Po 30 latach bezdzietnego małżeństwa podjęła decyzję. Pomogła zagraniczna studnetka

gazeta.pl 6 godzin temu
Zdjęcie: Fot. screen Tik Tok / lilyvibe13


Każda życiowa decyzja, pociąga za sobą kolejne i niesie konsekwencje. To od nas zależy, jak to wykorzystamy. Ta kobieta miała dość tego, iż jej dom jest miejscem, do którego nie lubi wracać. "To były tylko ściany, a teraz słychać śmiech" - zaznaczyła w filmie na Tik Toku, który opowiada jej historię. Po 30 latach bezdzietnego małżeństwa postanowiła zmienić swoje życie.
"Po 30 latach małżeństwa mój mąż zostawił mnie, ponieważ ja miałam dość takiego życia. Chciałam, by nasz dom zaczął tętnić życiem i gościć w nim młodych ludzi, a on przecież nie lubił dzieci i nigdy nie chciał ich mieć" – zaznacza autorka nagrania. "Nie wiedziałam tylko, jak bardzo zmieni się moje życie" – dodaje.


REKLAMA


Zobacz wideo Paweł Domagała: Dużo teraz w moim otoczeniu jest rozwodów. Ważniejsza jest duma niż drugi człowiek


Wszystko zaczęło się od rozwodu
"Rozwód zmienił moje życie" – pisze w opisie tiktokowego filmu, jego autorka, Lily Vibe, która w mediach społecznościowych nazywa się "globalną mamą". "Nigdy nie było mi dane poznać uroków macierzyństwa, bo mój mąż nie lubił i nie chciał mieć dzieci, a teraz mam gromadę swoich pociech na całym świecie" – zaznacza w jednym ze swoich filmów. A wszystko zaczęło się od decyzji o rozwodzie. Po 30 latach małżeństwa mąż Lily postanowił od niej odejść. "Moje małżeństwo nie było jedyną rzeczą, która wtedy się rozpadła. Podobnie było z naszym rodzinnym biznesem. Wszystko upadło, bo ja walczyłam ze stresem. Sprzedałam swoje udziały. Byłam wtedy wyczerpana zarówno fizycznie, jak i psychicznie" – zaznacza w filmie, jednak po czasie okazuje się, iż to była jedna z lepszych decyzji, jakie wtedy podjęła.

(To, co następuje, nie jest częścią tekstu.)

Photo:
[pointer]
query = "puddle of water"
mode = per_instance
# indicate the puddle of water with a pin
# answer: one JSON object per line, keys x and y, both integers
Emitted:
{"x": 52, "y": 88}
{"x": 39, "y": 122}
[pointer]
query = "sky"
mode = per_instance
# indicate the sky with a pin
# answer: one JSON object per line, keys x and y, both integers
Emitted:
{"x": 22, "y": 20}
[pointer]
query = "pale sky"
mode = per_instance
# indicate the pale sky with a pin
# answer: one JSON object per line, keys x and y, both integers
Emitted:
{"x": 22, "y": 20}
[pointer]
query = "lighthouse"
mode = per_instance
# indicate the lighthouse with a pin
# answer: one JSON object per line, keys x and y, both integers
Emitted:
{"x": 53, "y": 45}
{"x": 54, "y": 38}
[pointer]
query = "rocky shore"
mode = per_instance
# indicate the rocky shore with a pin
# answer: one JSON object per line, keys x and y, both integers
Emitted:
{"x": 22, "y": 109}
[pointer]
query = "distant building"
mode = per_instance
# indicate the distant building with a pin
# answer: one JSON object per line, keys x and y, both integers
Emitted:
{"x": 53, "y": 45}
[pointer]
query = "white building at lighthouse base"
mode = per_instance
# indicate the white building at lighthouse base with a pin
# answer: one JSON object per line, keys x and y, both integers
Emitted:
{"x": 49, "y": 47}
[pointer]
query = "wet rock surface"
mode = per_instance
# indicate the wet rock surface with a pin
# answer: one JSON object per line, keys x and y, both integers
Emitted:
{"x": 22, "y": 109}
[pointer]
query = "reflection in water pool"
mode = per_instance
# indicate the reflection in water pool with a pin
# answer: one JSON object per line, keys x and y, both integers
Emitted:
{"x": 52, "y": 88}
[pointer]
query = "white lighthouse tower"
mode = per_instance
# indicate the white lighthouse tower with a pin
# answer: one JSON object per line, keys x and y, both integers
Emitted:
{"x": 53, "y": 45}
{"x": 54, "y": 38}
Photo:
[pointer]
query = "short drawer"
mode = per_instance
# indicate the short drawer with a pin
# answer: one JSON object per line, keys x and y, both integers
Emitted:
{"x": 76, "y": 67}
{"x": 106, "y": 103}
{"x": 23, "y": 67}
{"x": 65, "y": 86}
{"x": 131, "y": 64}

Po 30 latach bezdzietnego małżeństwa podjęła decyzję. Pomogła zagraniczna studnetka Fot. screen Tik Tok / lilyvibe13


Jej filmy dostępne są TU.
Lily zaczęła życie, o jakim marzyła, a jej dom w końcu zaczął być miejscem, do którego z euforią wracała. Pomogła jej w tym zagraniczna studentka z Korei Południowej, którą jako pierwszą przyjęła pod swój dach. "Mój były mąż stwierdził, iż to ja jestem przyczyną rozpadu naszego małżeństwa, więc się spakował i wyjechał. A ja, zamiast się załamać, zaczęłam żyć. Pierwszą osobą, która u mnie zamieszkała, była studentka z Korei, a potem pojawili się kolejni. Z Włoch, Brazylii, Senegalu i innych krańców świata" – zaznacza kobieta. "Mój dom w końcu ożył. To oni nauczyli mnie jak medytować, jak gotować i cieszyć się z drobnych rzeczy, jak odnajdywać euforia w prostych przyjemnościach, bo posiłki z nimi nie były tylko jedzeniem, to były prawdziwe uczty, w czasie których celebrowaliśmy wspólny czas" – opowiada.


Lily zwróciła również uwagę na to, iż wszystkie zmiany zaowocowały tym, iż znacznie poprawiła się jej kondycja – ta fizyczna jak i psychiczna. "Straciłam męża po 30 latach, ale zyskałam globalną rodzinę i życie bogatsze niż kiedykolwiek przedtem" – dodała.